Forum: Managing VoltDB

Post: Warnings in the log file when Command Log enabled

Warnings in the log file when Command Log enabled
MarcinD
Feb 3, 2014
Hi,

I get the following warnings in the logs when command log is enabled:


WARN: Snapshot save feasibility test failed for host 0 table  with error message SNAPSHOT IN PROGRESS



WARN: Network was more than two seconds late in updating the estimated time


What does these messages mean and what impact they have?

Regards,
Marcin
nshi
Feb 3, 2014

WARN: Snapshot save feasibility test failed for host 0 table  with error message SNAPSHOT IN PROGRESS


When command logging is enabled, the system will try to issue a snapshot to truncate the command log when certain amount of log has been written to disk. If the data is large enough, the previous snapshot may not finish before a new one is requested. The system will retry after a minute or so. Meanwhile, transactions will still be logged.

The impact of this is that you will have a relatively large command log to recover from if the cluster crashes.


WARN: Network was more than two seconds late in updating the estimated time


This could be caused by long Java GCs or system scheduling problems. If you see long GC pauses in the log file, it means that the system is using a lot of Java heap. If you could share your log files, it'll help determining what may have caused it.

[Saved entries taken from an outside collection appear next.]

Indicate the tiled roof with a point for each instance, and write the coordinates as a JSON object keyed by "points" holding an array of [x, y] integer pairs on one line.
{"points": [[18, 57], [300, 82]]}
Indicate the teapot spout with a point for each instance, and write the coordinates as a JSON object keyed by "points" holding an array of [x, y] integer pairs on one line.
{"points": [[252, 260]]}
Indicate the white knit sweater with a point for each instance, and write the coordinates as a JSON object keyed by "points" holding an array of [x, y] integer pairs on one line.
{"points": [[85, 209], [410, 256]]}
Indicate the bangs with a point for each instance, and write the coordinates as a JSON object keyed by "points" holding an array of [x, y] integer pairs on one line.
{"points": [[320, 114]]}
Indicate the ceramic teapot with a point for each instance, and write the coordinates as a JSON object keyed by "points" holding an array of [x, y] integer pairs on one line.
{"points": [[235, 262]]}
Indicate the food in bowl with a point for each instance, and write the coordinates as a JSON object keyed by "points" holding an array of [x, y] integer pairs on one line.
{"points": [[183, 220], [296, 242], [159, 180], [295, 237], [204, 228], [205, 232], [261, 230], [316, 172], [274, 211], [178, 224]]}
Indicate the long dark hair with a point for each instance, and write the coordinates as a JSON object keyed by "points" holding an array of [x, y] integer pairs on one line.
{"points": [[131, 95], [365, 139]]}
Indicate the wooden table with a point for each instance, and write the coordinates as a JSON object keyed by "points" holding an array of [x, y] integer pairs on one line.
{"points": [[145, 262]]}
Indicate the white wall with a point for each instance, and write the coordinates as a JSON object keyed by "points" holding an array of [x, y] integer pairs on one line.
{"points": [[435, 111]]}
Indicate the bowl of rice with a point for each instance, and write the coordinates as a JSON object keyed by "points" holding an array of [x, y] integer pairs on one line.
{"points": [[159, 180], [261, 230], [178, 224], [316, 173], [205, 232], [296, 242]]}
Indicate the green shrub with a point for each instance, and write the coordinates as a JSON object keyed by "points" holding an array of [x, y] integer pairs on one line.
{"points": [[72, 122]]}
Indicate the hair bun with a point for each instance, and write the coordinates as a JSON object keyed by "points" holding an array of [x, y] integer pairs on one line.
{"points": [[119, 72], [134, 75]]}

If network is being delayed often, it may affect the performance of the system. You may see high latency numbers for transactions.
MarcinD
Feb 4, 2014
Hi Ning,

Thanks for your reply. Please find the log attached.

Thanks,
Marcin
nshi
Feb 4, 2014
Hi Marcin,

The network delays may not be caused by Java GCs. There are some GCs that took about 500ms, but not very often.

The network delay caused one of the client connection to be closed prematurely.


2014-02-04 09:49:12,778   WARN  [Periodic Work] NETWORK: Closing connection to org.voltcore.network.VoltPort$1@6657395e:dub-001784-VM01/10.0.22.6:38842 at Tue Feb 04 09:49:12 GMT+00:00 2014 because it refuses to read responses


The server closed the client connection because the network thread couldn't send anything to that client for more than 4 seconds. It is correlated to the network thread being delayed for more than 2 seconds.

The server started 2 network threads and 2 site threads, so there were at least 4 threads contending for CPU. It seems like that the client was also running on the same server, generating heavy workload. So the network thread might be delayed because of OS scheduling.

Snapshot initiation taking more than 3.6 seconds implies that the disk might be too busy writing command logs. You can consider putting snapshots and command logs on two different disks.

The following steps may help relieve the contention on CPU.

  • Run the client on a separate machine
  • Reduce the client load to 80% of the peak
  • Reduce the number of sites to 1
MarcinD
Feb 4, 2014
Hi Ning,

Could you possibly have a look at the other 4 log files and see if the same issue causes a problem. The previous log was taken from a configuration of just one host, because I only had that one handy as I had deleted all the logs from my 'proper test run' and couldn't reproduce the issues for a while. In this case the cluster consists of 4 nodes and client is running on one of those machines also. Don't mind "No space left on device" ERROR at the end of the logs as in this particular run I was trying command log with the size of 40GB which turned out to be too big for my disk resources.

Thanks,
Marcin
nshi
Feb 4, 2014

Could you possibly have a look at the other 4 log files and see if the same issue causes a problem.


I don't see any files attached to this post. Maybe you forgot to upload them?


Don't mind "No space left on device" ERROR at the end of the logs as in this particular run I was trying command log with the size of 40GB which turned out to be too big for my disk resources.


The larger the size of the command log, the longer it takes to replay. The system will try to truncate the log when half of the segments are full. You can set the log size to a smaller number so that the system will try to snapshot more often to truncate the segments.
MarcinD
Feb 5, 2014
Hi Ning,

Sorry forgot to attach files at first but I did few minutes later so you should see them. I have tried various sizes of 'command log' (1GB, 5GB, 10GB, 15GB, 20GB, 40GB) It didn't change the fact I kept getting the message below:


WARN: Snapshot save feasibility test failed for host 0 table  with error message SNAPSHOT IN PROGRESS


Regards,
Marcin
nshi
Feb 5, 2014
Hi Marcin,

The message you saw is fine. A complete snapshot of your system takes about 466 seconds to finish. Any attempt to snapshot again when a snapshot is already in progress will generate that warning message, telling you that the attempt failed and it will be retried later.

To speed up snapshot, you can separate the snapshot and command log directories onto two different drives.